Bölge futbol kulüplerinin söz konusu girişimine de bu tür bir müdahalenin olması ihtimal dışı değildir. Özellikle HDP’nin seçim siyaseti bağlamında “Türkiyelilik”, “ortak vatan” söylemlerini dikkate alırsak, Kürdistanlı spor kulüplerinin ayrı örgütlenme girişimi hem devlet hem de HDP ve PKK çevresi içinden üstten gelebilecek müdahalelerle boşa çıkarıla bilinir.
Diğer yandan başta siyasi iktidar ve Kürtlerin mecliste temsiline karşı çıkan kesimlere “meclise giremezsek, engel olursanız bizler de futbol kulüpleri gibi ayrı meclisimizi kurarız” mesajı da futbol kulüpleri üzerinden veriliyor da olabilir.
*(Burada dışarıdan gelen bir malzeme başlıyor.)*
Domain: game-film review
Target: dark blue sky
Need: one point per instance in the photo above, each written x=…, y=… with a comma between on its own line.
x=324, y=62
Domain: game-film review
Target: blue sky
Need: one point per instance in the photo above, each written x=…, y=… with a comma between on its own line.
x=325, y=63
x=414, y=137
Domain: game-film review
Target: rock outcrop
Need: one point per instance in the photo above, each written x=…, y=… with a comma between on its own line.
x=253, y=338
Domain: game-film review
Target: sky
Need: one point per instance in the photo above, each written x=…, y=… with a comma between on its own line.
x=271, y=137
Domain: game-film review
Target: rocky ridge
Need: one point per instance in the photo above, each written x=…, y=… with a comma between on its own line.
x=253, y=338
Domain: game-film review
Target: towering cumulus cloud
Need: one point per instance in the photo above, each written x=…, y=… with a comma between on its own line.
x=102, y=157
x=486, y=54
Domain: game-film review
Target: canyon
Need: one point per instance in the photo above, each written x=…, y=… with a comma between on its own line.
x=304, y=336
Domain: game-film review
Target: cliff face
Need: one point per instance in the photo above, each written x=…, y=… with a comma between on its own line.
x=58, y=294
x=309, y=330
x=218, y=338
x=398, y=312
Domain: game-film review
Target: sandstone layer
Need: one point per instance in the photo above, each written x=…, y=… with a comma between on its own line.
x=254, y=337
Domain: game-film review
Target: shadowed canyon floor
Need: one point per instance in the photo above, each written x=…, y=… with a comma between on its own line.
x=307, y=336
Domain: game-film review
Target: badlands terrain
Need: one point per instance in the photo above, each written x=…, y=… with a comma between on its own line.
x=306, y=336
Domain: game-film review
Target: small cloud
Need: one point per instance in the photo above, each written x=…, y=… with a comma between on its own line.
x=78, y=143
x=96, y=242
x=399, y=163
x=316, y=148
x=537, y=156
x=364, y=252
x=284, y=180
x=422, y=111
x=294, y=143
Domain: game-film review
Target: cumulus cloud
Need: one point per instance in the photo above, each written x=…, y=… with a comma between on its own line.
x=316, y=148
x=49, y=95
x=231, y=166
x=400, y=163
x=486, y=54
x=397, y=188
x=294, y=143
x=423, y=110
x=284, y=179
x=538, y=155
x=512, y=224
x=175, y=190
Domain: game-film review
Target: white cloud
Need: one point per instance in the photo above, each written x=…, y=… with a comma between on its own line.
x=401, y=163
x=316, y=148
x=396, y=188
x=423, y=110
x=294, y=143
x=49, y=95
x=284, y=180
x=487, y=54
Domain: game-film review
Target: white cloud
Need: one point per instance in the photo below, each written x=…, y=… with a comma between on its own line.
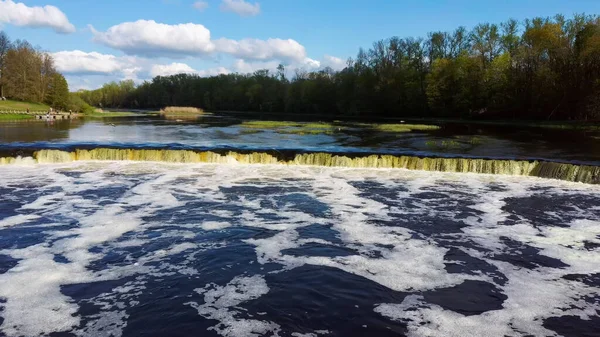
x=240, y=7
x=152, y=39
x=243, y=67
x=171, y=69
x=200, y=5
x=333, y=62
x=182, y=68
x=19, y=14
x=79, y=62
x=256, y=49
x=149, y=38
x=213, y=72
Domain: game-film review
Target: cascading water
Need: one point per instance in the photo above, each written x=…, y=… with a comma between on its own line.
x=107, y=235
x=562, y=171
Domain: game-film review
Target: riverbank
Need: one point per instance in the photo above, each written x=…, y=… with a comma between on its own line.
x=15, y=117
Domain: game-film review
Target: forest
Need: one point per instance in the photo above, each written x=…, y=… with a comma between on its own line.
x=28, y=74
x=538, y=69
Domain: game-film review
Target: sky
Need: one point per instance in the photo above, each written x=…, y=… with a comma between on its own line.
x=94, y=42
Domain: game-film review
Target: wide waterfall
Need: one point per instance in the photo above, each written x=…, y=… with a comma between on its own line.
x=543, y=169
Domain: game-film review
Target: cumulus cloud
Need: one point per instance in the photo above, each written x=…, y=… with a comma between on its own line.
x=19, y=14
x=333, y=62
x=182, y=68
x=171, y=69
x=149, y=38
x=152, y=39
x=240, y=7
x=256, y=49
x=79, y=62
x=245, y=67
x=200, y=5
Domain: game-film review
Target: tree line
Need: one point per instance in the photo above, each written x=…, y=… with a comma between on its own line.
x=541, y=68
x=28, y=74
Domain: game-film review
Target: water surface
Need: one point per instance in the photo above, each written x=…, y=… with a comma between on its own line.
x=501, y=142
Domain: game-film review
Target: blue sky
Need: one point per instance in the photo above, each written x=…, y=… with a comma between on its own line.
x=97, y=41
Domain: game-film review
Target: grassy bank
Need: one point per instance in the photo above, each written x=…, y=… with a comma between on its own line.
x=15, y=117
x=11, y=105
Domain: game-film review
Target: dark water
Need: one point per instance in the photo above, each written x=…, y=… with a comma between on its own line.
x=218, y=131
x=142, y=249
x=153, y=249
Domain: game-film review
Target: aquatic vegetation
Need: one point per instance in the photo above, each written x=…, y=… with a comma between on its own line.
x=444, y=144
x=403, y=127
x=302, y=128
x=476, y=141
x=249, y=131
x=114, y=114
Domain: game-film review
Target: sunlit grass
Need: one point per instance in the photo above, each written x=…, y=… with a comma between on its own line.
x=14, y=117
x=11, y=105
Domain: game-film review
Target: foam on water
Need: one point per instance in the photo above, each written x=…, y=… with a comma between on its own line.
x=220, y=302
x=129, y=225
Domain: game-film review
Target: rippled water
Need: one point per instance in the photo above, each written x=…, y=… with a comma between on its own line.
x=149, y=249
x=218, y=131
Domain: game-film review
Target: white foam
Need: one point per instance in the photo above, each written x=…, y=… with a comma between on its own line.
x=214, y=225
x=219, y=304
x=408, y=261
x=18, y=219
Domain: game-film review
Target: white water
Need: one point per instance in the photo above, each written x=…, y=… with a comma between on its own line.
x=408, y=261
Kürt illerinin futbol takımlarının ayrı bölge ligi oluşturma girişimi, statüsü kabul edilmeyen bir ulusun statü oluşturmada futbol gibi popüler bir alanda geniş kitlelerin destekleyeceği önemli bir girişimdir. Bu girişim seçim manevrasının bir parçası olarak düşünülüyorsa yazık olur. Oysa bu ve benzeri adımlar Kürt ve Kürdistan sorununun çözümüne katkı sunabilir ve süreci hızlandırabilir.
Kürdistan’daki futbol kulüplerinin Türkiye Futbol Federasyonu’ndan ayrılmaları, kendi bölge kulüpler birliğini oluşturmaları, sadece takımlarına yapılan haksızlıklardan dolayı olmamalıdır. Takımlarının taraftarı olan Kürt halkının ulusal ve demokratik haklarının tanınmamasından dolayı da yeterli bir nedendir.
Bu açıdan Kürdistanlı futbol kulüplerinin TFF içinde yer almamaları, alternatif bölge ligi oluşturmaları gibi, Kürtler de meclis dışında kalmaktan korkmamalıdır.